When debugging my backup process, I spent 90% of the time waiting for rclone to skip over (check) existing files. I am syncing millions of small files onto some remote destination. Sometimes online (B2). Other times on a network share.
In order to speed this up, we can create a cache file containing key-value pairs where:
key = hash of the command-line that triggered checking of the directory
value = timestamp when the check completed
Then, when the user runs a command we’d skip over any directories that we already processed in the past X milliseconds (with some reasonable default value). When running incremental backups, I would happily skip over any directories that have been processed in the past hour as I only run backups once a day in production (shorter time periods indicate I am debugging).

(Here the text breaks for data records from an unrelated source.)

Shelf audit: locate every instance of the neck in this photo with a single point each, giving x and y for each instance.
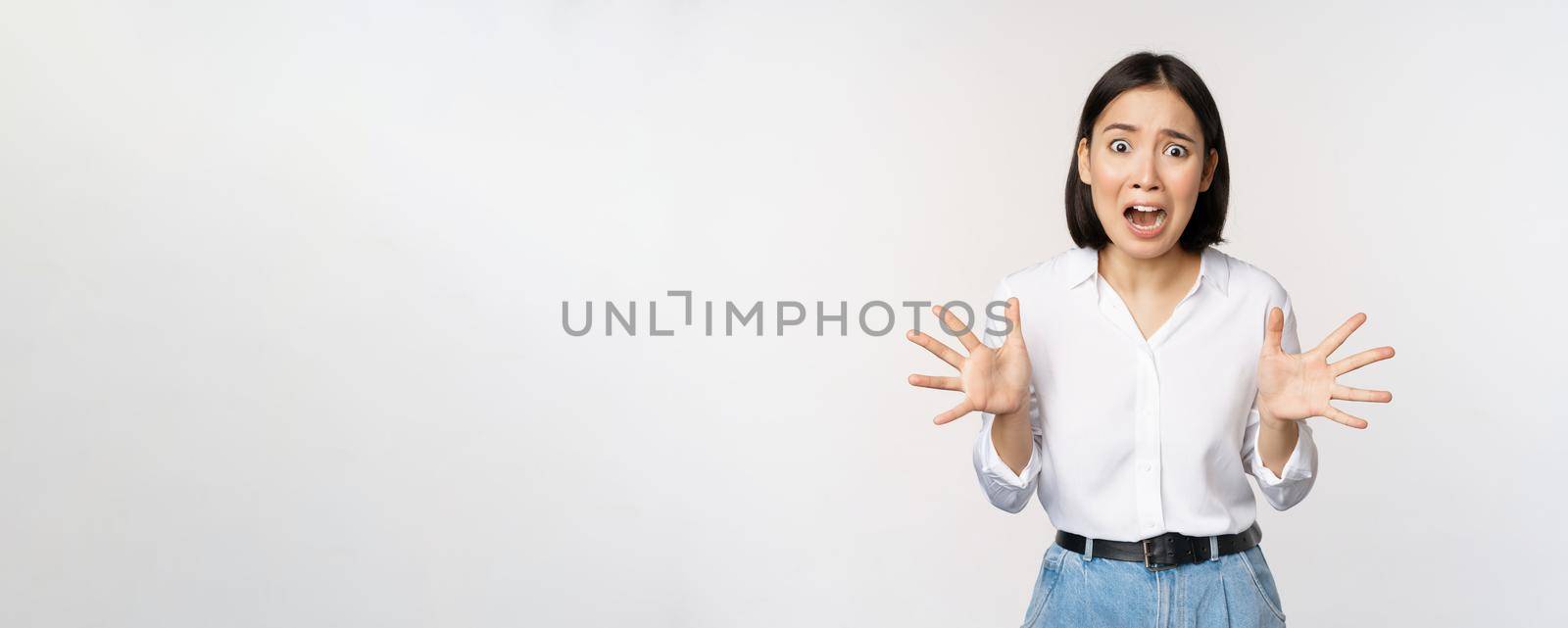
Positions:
(1131, 274)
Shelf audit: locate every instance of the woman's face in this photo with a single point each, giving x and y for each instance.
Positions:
(1145, 165)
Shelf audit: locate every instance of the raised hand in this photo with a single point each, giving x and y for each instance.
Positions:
(1298, 386)
(992, 379)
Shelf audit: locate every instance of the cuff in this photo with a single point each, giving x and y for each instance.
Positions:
(992, 463)
(1300, 463)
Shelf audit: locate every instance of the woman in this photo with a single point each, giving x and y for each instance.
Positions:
(1152, 374)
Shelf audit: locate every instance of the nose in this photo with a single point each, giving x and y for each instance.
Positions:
(1147, 175)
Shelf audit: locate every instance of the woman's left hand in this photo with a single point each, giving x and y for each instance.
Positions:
(1298, 386)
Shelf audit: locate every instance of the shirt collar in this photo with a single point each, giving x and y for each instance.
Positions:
(1082, 264)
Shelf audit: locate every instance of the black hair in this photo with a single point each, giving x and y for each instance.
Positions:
(1139, 71)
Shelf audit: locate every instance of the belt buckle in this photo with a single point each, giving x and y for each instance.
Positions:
(1154, 565)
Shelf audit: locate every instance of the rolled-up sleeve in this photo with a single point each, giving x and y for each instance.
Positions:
(1003, 487)
(1300, 470)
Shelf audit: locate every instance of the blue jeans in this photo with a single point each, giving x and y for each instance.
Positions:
(1089, 593)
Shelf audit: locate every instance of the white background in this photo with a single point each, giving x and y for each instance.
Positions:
(281, 340)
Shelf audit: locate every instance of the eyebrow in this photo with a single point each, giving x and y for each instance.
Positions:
(1128, 127)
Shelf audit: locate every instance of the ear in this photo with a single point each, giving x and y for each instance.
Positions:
(1082, 162)
(1207, 169)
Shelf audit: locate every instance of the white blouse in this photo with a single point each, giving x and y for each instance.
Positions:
(1137, 437)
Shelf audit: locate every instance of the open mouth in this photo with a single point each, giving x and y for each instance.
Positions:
(1145, 219)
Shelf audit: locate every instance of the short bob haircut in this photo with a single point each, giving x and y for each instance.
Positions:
(1150, 70)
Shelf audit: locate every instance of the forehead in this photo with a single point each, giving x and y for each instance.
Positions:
(1150, 109)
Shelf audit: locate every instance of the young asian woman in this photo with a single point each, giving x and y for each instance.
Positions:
(1150, 376)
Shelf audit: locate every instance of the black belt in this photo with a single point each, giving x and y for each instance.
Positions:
(1167, 550)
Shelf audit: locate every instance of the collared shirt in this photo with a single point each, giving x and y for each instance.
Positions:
(1139, 437)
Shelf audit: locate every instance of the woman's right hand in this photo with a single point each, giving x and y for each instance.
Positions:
(992, 379)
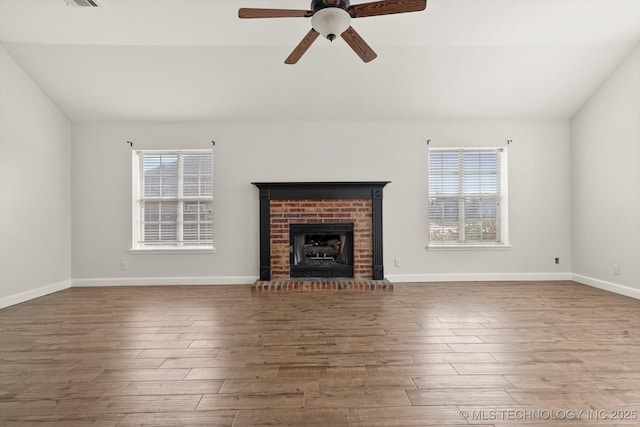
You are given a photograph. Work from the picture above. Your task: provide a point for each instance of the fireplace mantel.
(370, 190)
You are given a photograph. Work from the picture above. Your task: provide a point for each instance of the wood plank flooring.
(436, 354)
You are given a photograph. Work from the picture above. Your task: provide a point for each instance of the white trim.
(171, 251)
(607, 286)
(469, 247)
(34, 293)
(477, 277)
(164, 281)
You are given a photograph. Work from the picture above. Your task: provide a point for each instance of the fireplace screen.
(321, 250)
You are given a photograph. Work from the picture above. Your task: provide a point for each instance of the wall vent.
(83, 3)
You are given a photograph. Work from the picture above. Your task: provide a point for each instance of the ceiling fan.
(332, 18)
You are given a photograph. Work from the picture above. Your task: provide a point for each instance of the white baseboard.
(165, 281)
(34, 293)
(607, 286)
(477, 277)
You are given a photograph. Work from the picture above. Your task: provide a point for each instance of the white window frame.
(138, 245)
(503, 203)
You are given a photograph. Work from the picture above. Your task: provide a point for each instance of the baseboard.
(477, 277)
(166, 281)
(34, 293)
(607, 286)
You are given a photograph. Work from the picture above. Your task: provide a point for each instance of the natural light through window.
(173, 199)
(467, 197)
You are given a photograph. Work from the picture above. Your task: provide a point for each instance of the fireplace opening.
(321, 250)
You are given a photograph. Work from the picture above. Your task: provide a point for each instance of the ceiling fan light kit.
(332, 18)
(331, 22)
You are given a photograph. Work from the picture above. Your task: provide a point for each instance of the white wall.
(320, 151)
(605, 159)
(35, 189)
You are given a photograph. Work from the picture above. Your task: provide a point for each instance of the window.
(467, 197)
(173, 199)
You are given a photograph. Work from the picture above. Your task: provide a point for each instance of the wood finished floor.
(491, 354)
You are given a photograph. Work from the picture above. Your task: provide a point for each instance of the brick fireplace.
(286, 206)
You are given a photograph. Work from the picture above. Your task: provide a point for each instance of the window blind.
(175, 200)
(465, 196)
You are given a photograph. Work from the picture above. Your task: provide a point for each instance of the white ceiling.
(196, 60)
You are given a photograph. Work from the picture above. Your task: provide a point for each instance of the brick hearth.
(346, 285)
(286, 212)
(283, 204)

The file checks are pretty quick depending on what you’re syncing. Provide your command and which remote type you are having issues with. You can also use --fast-list if you have plenty of RAM as that will make the directory listings more efficient.
Alternatively, you can ‘work around’ your desire to sync files changed in the past hour by generating a list of files to sync using a command line tool that looks at modification times and then use the ‘–files-from’ parameter with that generated list to sync only those files.

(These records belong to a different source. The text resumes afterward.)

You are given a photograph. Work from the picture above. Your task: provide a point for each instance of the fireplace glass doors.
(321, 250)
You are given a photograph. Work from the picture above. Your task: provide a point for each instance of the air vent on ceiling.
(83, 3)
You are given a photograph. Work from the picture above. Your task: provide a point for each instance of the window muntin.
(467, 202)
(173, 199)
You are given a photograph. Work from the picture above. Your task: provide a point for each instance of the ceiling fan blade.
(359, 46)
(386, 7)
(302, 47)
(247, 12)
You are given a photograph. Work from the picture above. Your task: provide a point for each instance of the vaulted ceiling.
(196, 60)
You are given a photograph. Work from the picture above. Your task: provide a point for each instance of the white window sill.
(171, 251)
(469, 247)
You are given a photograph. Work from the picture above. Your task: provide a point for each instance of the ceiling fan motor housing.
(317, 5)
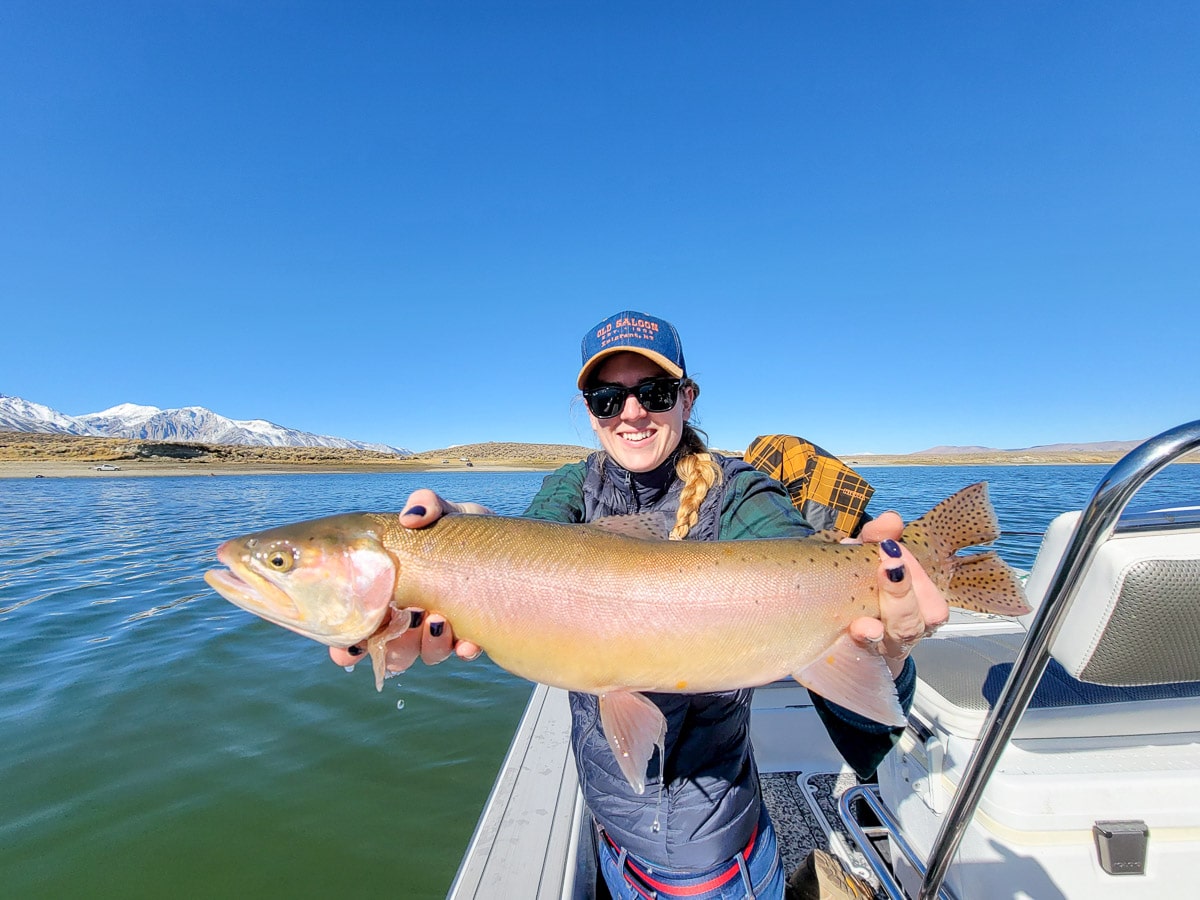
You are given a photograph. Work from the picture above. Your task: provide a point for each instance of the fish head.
(329, 579)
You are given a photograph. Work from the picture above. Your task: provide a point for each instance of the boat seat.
(1125, 663)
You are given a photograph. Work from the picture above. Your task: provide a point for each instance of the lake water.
(157, 742)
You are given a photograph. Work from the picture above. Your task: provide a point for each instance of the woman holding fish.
(691, 822)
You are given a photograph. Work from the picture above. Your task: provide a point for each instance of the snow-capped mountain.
(196, 424)
(17, 414)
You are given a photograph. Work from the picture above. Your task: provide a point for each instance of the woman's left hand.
(911, 606)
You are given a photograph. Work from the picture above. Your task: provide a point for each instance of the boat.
(1055, 756)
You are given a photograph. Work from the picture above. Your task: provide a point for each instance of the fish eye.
(281, 559)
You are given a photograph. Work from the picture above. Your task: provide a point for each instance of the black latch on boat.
(1121, 846)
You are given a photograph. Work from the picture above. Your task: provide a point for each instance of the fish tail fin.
(984, 583)
(981, 582)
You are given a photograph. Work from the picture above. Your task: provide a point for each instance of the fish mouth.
(255, 594)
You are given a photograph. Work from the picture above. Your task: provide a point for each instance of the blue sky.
(881, 226)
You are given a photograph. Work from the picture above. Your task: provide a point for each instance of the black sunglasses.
(658, 395)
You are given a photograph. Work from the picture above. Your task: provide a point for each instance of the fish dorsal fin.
(643, 526)
(829, 535)
(857, 679)
(634, 727)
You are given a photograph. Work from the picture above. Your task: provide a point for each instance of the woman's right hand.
(430, 637)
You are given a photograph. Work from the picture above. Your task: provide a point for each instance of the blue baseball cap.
(633, 333)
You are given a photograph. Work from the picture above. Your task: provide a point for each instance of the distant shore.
(27, 455)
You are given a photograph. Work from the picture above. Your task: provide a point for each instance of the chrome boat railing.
(1095, 526)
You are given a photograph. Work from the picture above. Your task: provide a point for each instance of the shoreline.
(59, 468)
(40, 455)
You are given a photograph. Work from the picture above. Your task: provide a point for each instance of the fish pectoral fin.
(634, 727)
(851, 677)
(377, 645)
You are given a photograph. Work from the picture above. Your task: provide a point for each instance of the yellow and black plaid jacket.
(822, 487)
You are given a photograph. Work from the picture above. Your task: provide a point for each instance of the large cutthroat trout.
(592, 607)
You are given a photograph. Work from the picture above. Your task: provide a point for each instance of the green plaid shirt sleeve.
(759, 507)
(561, 497)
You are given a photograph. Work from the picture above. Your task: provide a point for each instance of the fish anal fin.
(984, 583)
(855, 678)
(634, 727)
(643, 526)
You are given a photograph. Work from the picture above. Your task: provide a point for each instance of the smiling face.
(636, 439)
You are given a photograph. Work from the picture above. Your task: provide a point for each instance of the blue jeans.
(756, 876)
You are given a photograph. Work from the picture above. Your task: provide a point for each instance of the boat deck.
(526, 844)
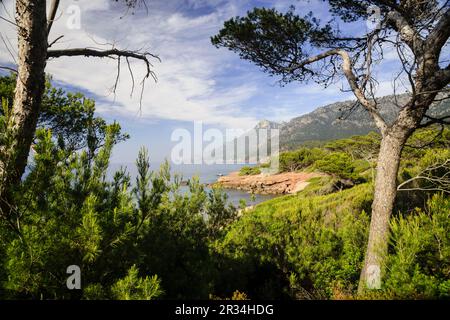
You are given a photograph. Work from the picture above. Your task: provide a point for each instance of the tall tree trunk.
(384, 198)
(32, 53)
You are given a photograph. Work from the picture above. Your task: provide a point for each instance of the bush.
(419, 259)
(337, 164)
(299, 159)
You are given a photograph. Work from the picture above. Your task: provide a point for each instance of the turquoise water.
(207, 174)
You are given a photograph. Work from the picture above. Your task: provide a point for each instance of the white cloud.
(186, 89)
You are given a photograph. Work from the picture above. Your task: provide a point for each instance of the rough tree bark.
(33, 28)
(32, 49)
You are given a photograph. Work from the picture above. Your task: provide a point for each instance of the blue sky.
(196, 81)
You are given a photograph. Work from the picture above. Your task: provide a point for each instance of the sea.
(206, 174)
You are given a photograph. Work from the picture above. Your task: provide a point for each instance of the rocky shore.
(282, 183)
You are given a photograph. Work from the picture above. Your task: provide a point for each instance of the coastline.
(275, 184)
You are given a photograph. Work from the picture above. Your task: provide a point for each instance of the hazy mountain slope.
(335, 122)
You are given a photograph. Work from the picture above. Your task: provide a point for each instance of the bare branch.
(52, 13)
(144, 56)
(406, 31)
(439, 36)
(8, 68)
(352, 80)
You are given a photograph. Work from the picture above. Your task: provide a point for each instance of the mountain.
(336, 121)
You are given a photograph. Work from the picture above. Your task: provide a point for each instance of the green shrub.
(299, 159)
(337, 164)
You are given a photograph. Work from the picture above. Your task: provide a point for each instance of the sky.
(196, 81)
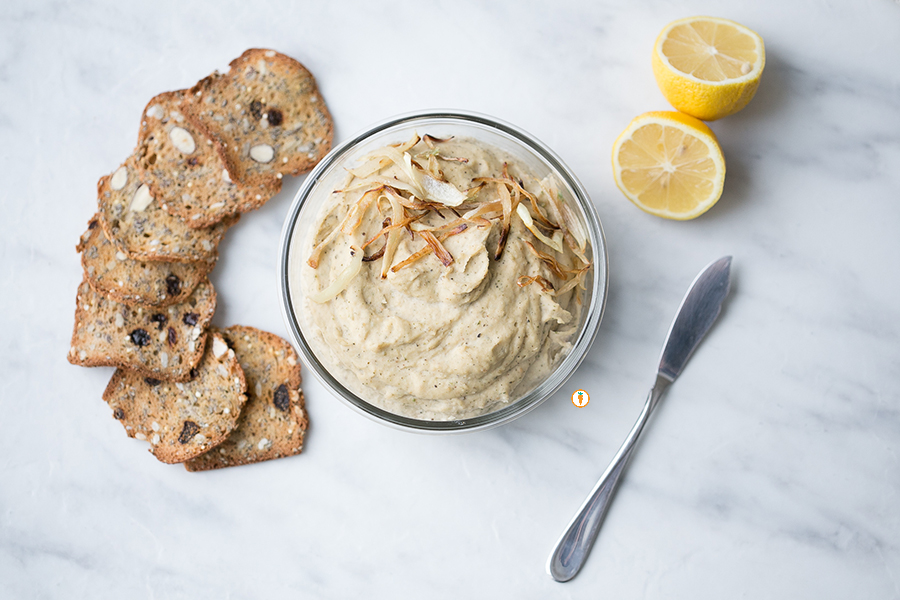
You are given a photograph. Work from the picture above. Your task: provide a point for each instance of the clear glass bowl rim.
(541, 392)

where [source] is a entry point I wish to back up recursively and [target] is configures as follows:
type = local
nounc = false
The machines are linked over a 802.11ac wifi connection, Windows share, connected to an external drive over a USB3 connection. When backing up large files I get high speeds (upwards of 60Mbps). When running file checks I get only about 3Mbps.
I didn’t know about this feature before now. Yes, it does what I’m looking for with one big caveat: you cannot hit CTRL+C or break out of a recursive command. The entire reason I am trying to cache is because I am debugging my backup script. I need to abort it as soon as I see something wrong.